Дом тишины (Памук) - страница 129

Я поняла, мне стало страшно, но я продолжала слушать, что он говорил плаксивым умоляющим голосом, колотя кулаками в дверь, и молчала. Вскоре я услышала, как он, всхлипывая, входит к себе в комнату, а потом — его глубокий, спокойный пьяный храп. От его слов я растерялась и размышляла до самого утра. Шел снег, и я смотрела на него из окна. Утром за завтраком он сказал мне то, о чем я догадывалась и чего боялась.

Мы завтракали, она прислуживала, а потом, когда она спустилась на кухню, будто ей надоело, — карлик тоже так делает, — Селяхаттин произнес шепотом: «Ты называешь их ублюдками, а они тоже люди». Он говорил невероятно мягко и вежливо, словно бы раскрывал какую-то тайну или о чем-то просил. Бедные дети мерзнут в такой хижине, одному всего два, а другому — три года, я решил поселить их с матерью в этом доме, Фатьма! Теперь им тесно в маленькой комнате. Я поселю их здесь, в соседней комнате. Не забывай, ведь, в конце концов, они — мои дети. И не говори ничего против, из-за своей глупой морали. Я молчала и думала.

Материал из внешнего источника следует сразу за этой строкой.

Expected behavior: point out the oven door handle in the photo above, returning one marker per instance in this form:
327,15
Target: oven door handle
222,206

За обедом он сказал об этом уже громко вслух и добавил: «Теперь я не намерен терпеть, как они там спят и укрываются тряпицами, которые называют одеялами». Завтра я уеду за ежемесячными покупками в Гебзе… Значит, завтра он уезжает в Гебзе! — подумала я. А после обеда представила, что, может быть, за ужином он скажет, что теперь мы будем есть за одним столом. Разве он не говорит, что мы все равны? Но за ужином он ничего не сказал. Выпил ракы, повторил, что утром поедет в Гебзе, и ушел к ним, совершенно не скрываясь. Я сразу побежала наверх, в заднюю комнату, к окну: шагай, дьявол, шагай, качаясь, под светом луны, на свет своей грешной хижины, шагай, а завтра я тебе покажу! Я смотрела на засыпанный снегом сад, залитый лунным светом, пока он не вернулся. А еще я смотрела на тусклый, отвратительный огонек. На этот раз вошел ко мне в комнату и сказал мне в лицо: ты напрасно радуешься, что уже два года, как полагается идти в суд для развода, и уже два года, как я не могу взять вторую жену, даже если ты бы с этим и согласилась! Между нами не осталось ничего от того нелепого соглашения, именуемого браком, Фатьма! Ты помнишь, когда мы заключили его, то по условиям того времени я мог в любой момент развестись с тобой, надо было только произнести три слова, или мог взять вторую жену! Но тогда мне это было не нужно! Понимаешь? Он еще что-то говорил, а я слушала. А потом он еще раз сказал, что утром уедет в Гебзе, и, качаясь, ушел спать. Я глядела на заснеженный сад и думала, думала всю ночь.